Visiting Assistant Professor

About

Dr. Brooke Schwartz Bocast is a Visiting Professor in the Department of Anthropology at Western Washington University and an Assistant Professor of Anthropology in the Department of Sociology and Anthropology at Montana State University.

Brooke’s research investigates entanglements of policies and bodies through comparative ethnography in East Africa and the United States. Her first book, If Books Fail, Try Beauty: Educated Womanhood in the New East Africa (Oxford University Press 2023) examines sexual economic exchange at East Africa’s most prestigious university, Makerere University. Based on thirty-six months of ethnographic research, the book reveals that young women exchange sexual favors with older businessmen to pursue social advancement in a newly privatized higher education sector. Tracing the passage and effects of Uganda’s national education reform from 2004 onwards, the book argues that these reforms – in opposition to the government’s gender equality aims – undermine female students’ life chances by reshaping the meaning of “educated woman.” If Books Fail, Try Beauty brings together formerly disparate conversations about education, sexuality, and state policy to offer a theorization of emerging modes of personhood in urban East Africa.

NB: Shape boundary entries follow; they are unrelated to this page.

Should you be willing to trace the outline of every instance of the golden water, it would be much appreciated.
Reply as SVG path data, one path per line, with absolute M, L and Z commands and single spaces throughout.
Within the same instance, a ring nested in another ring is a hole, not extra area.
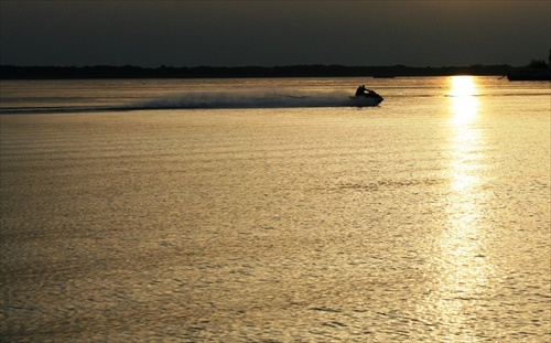
M 549 341 L 547 84 L 380 83 L 0 116 L 2 341 Z

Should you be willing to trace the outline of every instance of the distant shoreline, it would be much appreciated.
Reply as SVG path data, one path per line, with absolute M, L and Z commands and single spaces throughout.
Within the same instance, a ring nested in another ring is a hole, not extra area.
M 71 78 L 258 78 L 258 77 L 403 77 L 480 75 L 503 76 L 510 65 L 473 65 L 443 67 L 290 65 L 244 67 L 170 67 L 139 66 L 15 66 L 0 65 L 0 79 L 71 79 Z

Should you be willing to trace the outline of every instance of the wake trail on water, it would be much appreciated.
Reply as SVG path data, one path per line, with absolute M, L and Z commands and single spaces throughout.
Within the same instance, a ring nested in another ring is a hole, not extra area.
M 346 92 L 196 92 L 138 104 L 143 108 L 291 108 L 353 106 Z
M 309 108 L 354 107 L 347 92 L 322 90 L 227 90 L 187 92 L 121 105 L 0 108 L 0 114 L 71 114 L 162 109 Z

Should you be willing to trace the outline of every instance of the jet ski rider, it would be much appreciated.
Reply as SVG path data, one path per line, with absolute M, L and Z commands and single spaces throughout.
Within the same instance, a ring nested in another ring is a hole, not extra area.
M 368 92 L 368 89 L 366 88 L 365 85 L 361 85 L 358 87 L 358 89 L 356 89 L 356 95 L 366 95 Z

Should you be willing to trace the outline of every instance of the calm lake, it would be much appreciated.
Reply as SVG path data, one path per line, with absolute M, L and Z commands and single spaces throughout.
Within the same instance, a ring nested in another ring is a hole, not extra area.
M 551 340 L 549 82 L 0 87 L 2 341 Z

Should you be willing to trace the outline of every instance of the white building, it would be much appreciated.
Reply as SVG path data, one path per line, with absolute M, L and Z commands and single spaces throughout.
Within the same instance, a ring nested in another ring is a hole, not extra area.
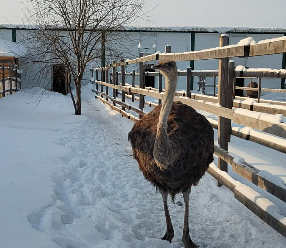
M 14 27 L 10 25 L 0 25 L 0 39 L 17 42 L 17 37 L 21 32 L 23 31 L 20 27 L 14 28 Z M 262 40 L 283 36 L 286 34 L 286 29 L 283 29 L 199 27 L 133 27 L 120 32 L 128 32 L 132 34 L 133 37 L 132 42 L 134 44 L 130 46 L 130 54 L 135 57 L 139 57 L 141 52 L 143 52 L 144 55 L 158 51 L 163 52 L 164 51 L 165 46 L 167 44 L 171 45 L 172 52 L 174 53 L 201 50 L 217 47 L 219 45 L 219 37 L 221 33 L 229 34 L 230 45 L 237 44 L 240 40 L 246 37 L 253 37 L 256 42 L 258 42 Z M 236 66 L 243 65 L 249 68 L 285 68 L 285 54 L 250 58 L 234 58 L 232 59 L 235 61 Z M 107 61 L 107 63 L 110 62 Z M 151 62 L 148 63 L 155 64 L 157 62 Z M 178 68 L 180 70 L 185 70 L 188 66 L 191 66 L 192 69 L 195 70 L 217 69 L 218 61 L 218 60 L 208 60 L 195 62 L 178 62 L 177 65 Z M 127 71 L 131 72 L 133 68 L 137 69 L 136 65 L 128 66 Z M 90 78 L 90 72 L 89 70 L 87 70 L 85 77 L 86 80 Z M 52 70 L 51 74 L 52 71 Z M 52 89 L 52 78 L 51 75 L 50 84 L 48 83 L 46 84 L 45 87 L 48 89 Z M 128 78 L 127 80 L 128 82 L 130 82 L 130 78 Z M 212 78 L 207 78 L 207 82 L 212 84 L 213 80 Z M 197 81 L 197 78 L 194 79 L 194 91 L 196 91 Z M 246 79 L 244 82 L 242 82 L 242 84 L 246 86 L 249 82 L 249 79 Z M 25 84 L 30 86 L 32 85 L 32 84 L 25 83 L 26 82 L 23 80 L 23 87 Z M 283 84 L 284 80 L 281 79 L 262 80 L 263 88 L 280 89 Z M 157 87 L 157 81 L 155 82 L 155 87 Z M 181 77 L 179 80 L 178 88 L 185 89 L 185 88 L 186 79 L 184 77 Z

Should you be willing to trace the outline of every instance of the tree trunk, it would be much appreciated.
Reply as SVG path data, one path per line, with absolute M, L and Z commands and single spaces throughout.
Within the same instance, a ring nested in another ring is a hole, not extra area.
M 78 78 L 76 86 L 76 109 L 75 115 L 81 115 L 81 79 Z

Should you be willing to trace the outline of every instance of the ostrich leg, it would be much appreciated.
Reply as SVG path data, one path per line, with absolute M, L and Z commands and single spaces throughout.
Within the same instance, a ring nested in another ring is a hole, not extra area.
M 170 217 L 170 213 L 169 213 L 169 209 L 168 208 L 168 193 L 167 192 L 160 192 L 163 197 L 163 202 L 164 203 L 164 210 L 165 210 L 165 215 L 166 216 L 166 222 L 167 223 L 167 231 L 166 234 L 162 238 L 162 240 L 167 240 L 169 242 L 171 243 L 172 239 L 174 238 L 175 233 L 174 232 L 174 229 L 172 225 L 172 221 L 171 221 L 171 217 Z
M 190 193 L 191 193 L 190 187 L 188 190 L 183 192 L 184 201 L 185 202 L 185 217 L 182 240 L 185 245 L 185 248 L 195 248 L 198 247 L 198 246 L 195 245 L 191 239 L 189 232 L 189 196 L 190 196 Z

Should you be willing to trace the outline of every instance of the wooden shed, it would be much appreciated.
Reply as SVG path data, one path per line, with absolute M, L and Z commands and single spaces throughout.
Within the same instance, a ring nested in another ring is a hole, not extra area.
M 0 40 L 0 98 L 18 90 L 19 57 L 25 48 L 15 42 Z

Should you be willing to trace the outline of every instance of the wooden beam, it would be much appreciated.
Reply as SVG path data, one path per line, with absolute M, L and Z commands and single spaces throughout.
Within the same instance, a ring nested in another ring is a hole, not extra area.
M 191 61 L 222 59 L 229 57 L 247 56 L 249 46 L 232 46 L 227 48 L 215 48 L 199 51 L 175 53 L 171 54 L 159 54 L 160 60 Z
M 162 77 L 163 76 L 162 75 L 162 74 L 161 73 L 160 73 L 160 74 L 159 75 L 159 89 L 158 89 L 158 91 L 159 93 L 161 93 L 163 91 L 163 90 L 162 89 Z M 162 104 L 162 100 L 161 99 L 159 99 L 159 104 Z
M 258 175 L 260 170 L 246 162 L 235 162 L 235 157 L 227 151 L 214 145 L 214 153 L 218 157 L 231 165 L 232 171 L 241 176 L 263 190 L 286 202 L 286 190 Z
M 229 37 L 221 35 L 219 37 L 219 46 L 228 46 Z M 218 102 L 223 107 L 232 108 L 232 89 L 228 81 L 228 58 L 220 59 L 218 61 Z M 218 116 L 218 143 L 222 149 L 227 151 L 228 142 L 231 133 L 231 120 L 222 116 Z M 218 168 L 227 172 L 227 163 L 218 158 Z M 222 184 L 218 182 L 218 186 Z
M 132 70 L 132 87 L 135 87 L 135 70 L 133 69 Z M 132 94 L 132 102 L 134 102 L 134 93 L 131 93 Z
M 108 69 L 107 69 L 107 70 L 105 70 L 105 82 L 106 82 L 106 86 L 105 87 L 105 94 L 107 95 L 108 95 Z M 106 100 L 106 101 L 107 101 L 107 98 L 106 98 L 105 100 Z
M 272 123 L 235 112 L 233 113 L 233 120 L 235 123 L 286 138 L 286 124 L 284 123 Z
M 3 93 L 2 95 L 3 97 L 6 96 L 6 85 L 5 85 L 5 62 L 2 62 L 2 85 L 3 86 Z
M 192 70 L 191 69 L 190 67 L 188 67 L 187 68 L 187 86 L 186 90 L 187 91 L 187 97 L 189 98 L 191 98 L 191 79 L 192 79 Z
M 95 71 L 95 88 L 98 90 L 98 84 L 96 83 L 96 81 L 98 81 L 98 71 Z
M 139 56 L 142 57 L 143 53 L 140 53 Z M 145 74 L 144 68 L 143 68 L 143 62 L 139 63 L 139 87 L 141 89 L 145 88 Z M 143 111 L 144 109 L 144 103 L 145 102 L 145 97 L 144 95 L 141 94 L 139 95 L 139 108 Z M 143 116 L 140 115 L 139 118 L 142 117 Z
M 250 46 L 249 56 L 285 53 L 286 52 L 286 37 L 284 38 L 280 41 L 270 41 Z
M 113 61 L 113 63 L 115 63 L 115 61 Z M 112 83 L 113 85 L 116 85 L 116 67 L 114 66 L 112 67 Z M 112 89 L 112 96 L 113 98 L 116 98 L 116 90 Z M 114 103 L 115 105 L 115 104 Z
M 258 90 L 257 92 L 257 102 L 259 103 L 261 96 L 261 78 L 258 78 Z
M 121 61 L 124 61 L 124 58 L 121 58 Z M 125 67 L 124 65 L 121 66 L 121 85 L 124 86 L 125 85 Z M 121 101 L 125 102 L 125 91 L 121 90 Z M 125 108 L 122 106 L 122 110 L 125 110 Z

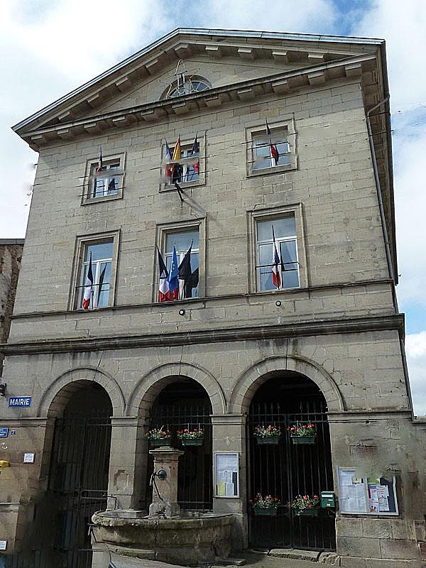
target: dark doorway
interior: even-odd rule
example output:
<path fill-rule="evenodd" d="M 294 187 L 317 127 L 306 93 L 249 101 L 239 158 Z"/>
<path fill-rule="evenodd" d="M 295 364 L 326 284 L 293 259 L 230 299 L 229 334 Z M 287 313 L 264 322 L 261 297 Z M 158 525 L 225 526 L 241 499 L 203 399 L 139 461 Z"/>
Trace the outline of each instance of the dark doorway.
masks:
<path fill-rule="evenodd" d="M 105 390 L 83 383 L 56 419 L 48 488 L 13 568 L 92 566 L 89 523 L 106 507 L 111 415 Z"/>
<path fill-rule="evenodd" d="M 211 510 L 212 508 L 212 405 L 204 389 L 191 378 L 180 377 L 160 393 L 151 409 L 150 428 L 163 427 L 172 433 L 173 445 L 185 450 L 179 458 L 178 501 L 181 508 Z M 182 428 L 202 428 L 202 446 L 181 447 L 176 432 Z M 148 454 L 148 479 L 153 470 Z M 147 486 L 147 503 L 152 489 Z"/>
<path fill-rule="evenodd" d="M 316 442 L 293 444 L 288 428 L 312 423 Z M 279 427 L 278 445 L 258 444 L 257 425 Z M 327 406 L 318 387 L 296 373 L 273 373 L 253 398 L 248 421 L 248 498 L 257 493 L 277 496 L 282 503 L 275 516 L 255 516 L 248 506 L 249 537 L 253 547 L 334 550 L 334 515 L 320 510 L 317 517 L 297 516 L 286 506 L 297 495 L 320 496 L 333 491 L 333 474 Z"/>

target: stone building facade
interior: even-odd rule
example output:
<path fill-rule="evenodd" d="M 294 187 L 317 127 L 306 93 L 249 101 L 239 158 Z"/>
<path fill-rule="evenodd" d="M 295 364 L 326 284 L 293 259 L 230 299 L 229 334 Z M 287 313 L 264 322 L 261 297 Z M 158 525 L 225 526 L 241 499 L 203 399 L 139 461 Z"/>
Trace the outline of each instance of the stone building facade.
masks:
<path fill-rule="evenodd" d="M 23 239 L 0 239 L 0 340 L 6 343 L 11 327 Z M 0 353 L 0 376 L 3 354 Z"/>
<path fill-rule="evenodd" d="M 14 127 L 39 159 L 3 348 L 7 396 L 31 397 L 28 407 L 0 400 L 1 425 L 15 432 L 0 455 L 10 462 L 0 474 L 0 540 L 9 559 L 40 552 L 32 531 L 46 496 L 90 488 L 100 492 L 97 508 L 146 507 L 145 432 L 175 430 L 180 419 L 164 409 L 171 416 L 182 398 L 204 396 L 211 410 L 202 420 L 176 410 L 181 426 L 206 430 L 207 466 L 188 453 L 185 484 L 202 493 L 188 508 L 197 501 L 231 513 L 235 550 L 262 545 L 264 532 L 275 535 L 267 546 L 335 550 L 347 568 L 420 566 L 425 426 L 413 420 L 395 300 L 388 96 L 383 40 L 179 28 Z M 173 148 L 178 137 L 187 156 L 180 193 L 165 175 L 165 140 Z M 272 225 L 285 263 L 279 289 L 271 284 Z M 190 237 L 196 297 L 160 303 L 155 246 L 168 258 L 170 243 L 179 248 L 182 238 L 182 254 Z M 90 251 L 95 291 L 84 310 Z M 315 411 L 304 405 L 311 398 Z M 63 472 L 77 461 L 58 457 L 55 441 L 70 444 L 68 417 L 94 420 L 98 403 L 111 417 L 111 442 L 102 438 L 107 502 L 102 475 L 88 486 L 84 464 L 79 482 L 66 484 Z M 269 414 L 258 410 L 275 403 Z M 265 449 L 287 452 L 279 467 L 272 454 L 256 453 L 256 420 L 281 427 L 281 449 Z M 292 420 L 317 420 L 322 445 L 319 433 L 315 448 L 295 457 Z M 97 450 L 82 447 L 94 466 Z M 238 454 L 235 495 L 214 483 L 220 452 Z M 23 463 L 25 453 L 33 462 Z M 200 481 L 191 471 L 202 462 Z M 289 476 L 275 483 L 286 463 Z M 329 473 L 315 473 L 317 464 Z M 342 469 L 355 470 L 353 485 L 390 480 L 397 510 L 342 510 Z M 270 530 L 249 503 L 263 488 L 280 491 L 283 503 L 297 492 L 333 491 L 335 517 L 289 520 L 284 508 Z M 43 525 L 47 547 L 53 524 Z M 327 542 L 310 540 L 326 525 Z"/>

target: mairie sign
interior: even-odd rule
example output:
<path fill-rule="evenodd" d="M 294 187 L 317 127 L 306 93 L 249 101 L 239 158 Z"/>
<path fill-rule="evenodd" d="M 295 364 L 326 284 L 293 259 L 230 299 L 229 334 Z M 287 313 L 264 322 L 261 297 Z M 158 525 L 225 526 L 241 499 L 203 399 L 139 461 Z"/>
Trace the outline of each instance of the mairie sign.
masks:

While at Western Washington, Brooke will be developing her next book project about the politics of sentiment and semiotics of resistance among diaspora activists in Uganda’s National Unity Platform/People Power Freedom Movement. Through research and organizing with the NUP/PPFM Seattle Chapter, the project asks: How do diaspora activists experience and embody “solidarity” in relation to national, and international collectivities? How does their investment in Black liberation articulate with the history of pan-African movements across the continent? To the extent that Ugandan dynamics resonate throughout and beyond East Africa, what might these shifts portend for opposition political praxis in relation to globally escalating authoritarianism?

Brooke’s research has been funded by the Wenner-Gren Foundation, the Spencer Foundation, and the Institute for International Education. Her writing appears in City & Society, PoLAR: Political and Legal Anthropology Review, Anthropology & Humanism, and other scholarly, literary, and public venues.